Tuesday, January 19, 2016

Encrypting Information

There is a good bit of understanding of the role of intelligence services summed up in the words of  Andrei Soldatov and Irina Borocan, in The Red Web [Public Affairs Books], a book about the development of the Russian Internet and the role of the FSB in it.  This is what they say:  

"The Ministry of Security got the job of phone and postal interception under a secret decree that was issued June 22, 1992.  Two days later Bulak signed the paperwork giving the Ministry of Security access to communications cables and places where they could work to intercept calls.  When Bulak went to Lubyanka again, he asked the same question:  'Are you keeping up with us?  Is there any direction where we need to slow down?'. The answer was the same, "No, we are keeping up.'  In fact, the security services were lagging way behind."

What they describe is a technologist's dilemma in places where knowing what is being said on the Internet is more important than the protection of information passing between individual users.  Governments decide how far they will go with technological developments that keep them from their business of intelligence collection.  But, governments seldom say more than Soldatov and Borocan got in that interview.  "We are doing just fine."  Only they weren't doing just fine because the pace of development of the Internet got ahead of their government's capability to keep up by monitoring their citizens where they "should" be monitored.  This is an interesting problem we seldom hear talked about, yet all governments have it.  

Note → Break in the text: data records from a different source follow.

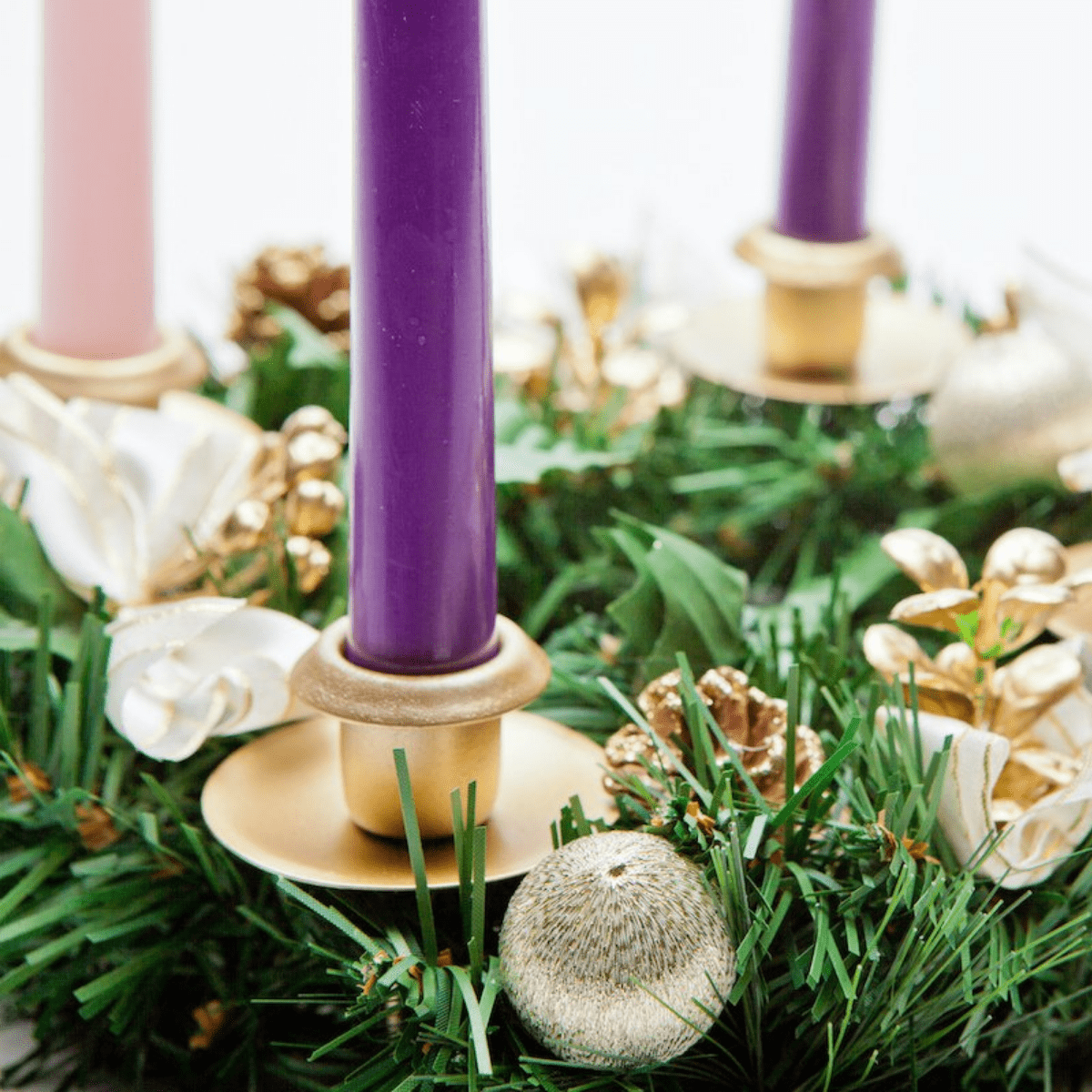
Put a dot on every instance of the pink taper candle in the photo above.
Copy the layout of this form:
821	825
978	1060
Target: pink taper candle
96	239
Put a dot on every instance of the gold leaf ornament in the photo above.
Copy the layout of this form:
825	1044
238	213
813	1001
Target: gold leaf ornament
1021	760
929	561
1037	797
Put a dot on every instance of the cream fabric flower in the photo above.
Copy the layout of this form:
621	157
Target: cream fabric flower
119	495
206	666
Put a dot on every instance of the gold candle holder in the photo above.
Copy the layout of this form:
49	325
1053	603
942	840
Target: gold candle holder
817	334
449	726
318	801
177	363
814	298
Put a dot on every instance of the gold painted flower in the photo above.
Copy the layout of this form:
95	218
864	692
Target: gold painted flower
616	354
1021	727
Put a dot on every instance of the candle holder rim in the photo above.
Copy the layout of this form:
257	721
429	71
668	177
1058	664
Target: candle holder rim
177	363
328	681
797	262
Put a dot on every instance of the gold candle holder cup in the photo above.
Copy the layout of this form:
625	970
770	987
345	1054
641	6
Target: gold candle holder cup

When the Director of the FBI says he is having difficulties getting access to terrorism-related information, he is saying "We are not keeping up."  You will never hear the Director of any law enforcement agency in any country say, "Yes, we are doing just fine.  We can monitor any e-mail, decrypt any disk, listen to any encrypted phone call."  They may even be able to do it, but nobody ever says it.  China and Russia never admit to having any trouble monitoring much of anything, because they don't have any trouble doing it.  The practical reason for the rest of us, terrorists and criminals will work harder to protect their information if they know they can be intercepted.  They would have to have "FOOL" stamped on their foreheads to not know they need to do something.  

What other countries do is set up laws to monitor everyone on any media that traverses their border.  They don't have trouble from rulings on how much data they are allowed to keep, or under what circumstances they can monitor someone.  They require their Internet Service Providers to give them access.  No court order is required [curiously, Russia has a law that says monitoring does require a warrant, but the authorities don't have to actually produce it].  In the list of countries that monitor their citizens, there are some strange bedfellows.  Vodaphone published a list of some of them that required access to internal networks, in a report on their own problems with monitoring.  [They didn't include Russia, China or the USA.]  Monitoring, of some sort, is ubiquitous on the Internet.  

I expressed the importance of this in my last book, The New Cyberwar, because countries need to be able to collect intelligence to survive.  Some of them need to be able to collect that against their own citizens in order to survive, China being a good example.  The situation today puts Google, Microsoft et. al. in the middle between government policies and privacy of communications, but they are not in the middle everywhere.  China found a way to steal Google software and certificates that will steer a citizen into their own websites that pretend to be Google.  Encrypt all you want in these systems but it won't do much good.  So, when the Director of the FBI says we are not keeping up, I have to ask why not?  It is the job of the intelligence services, of which you are one, to do so.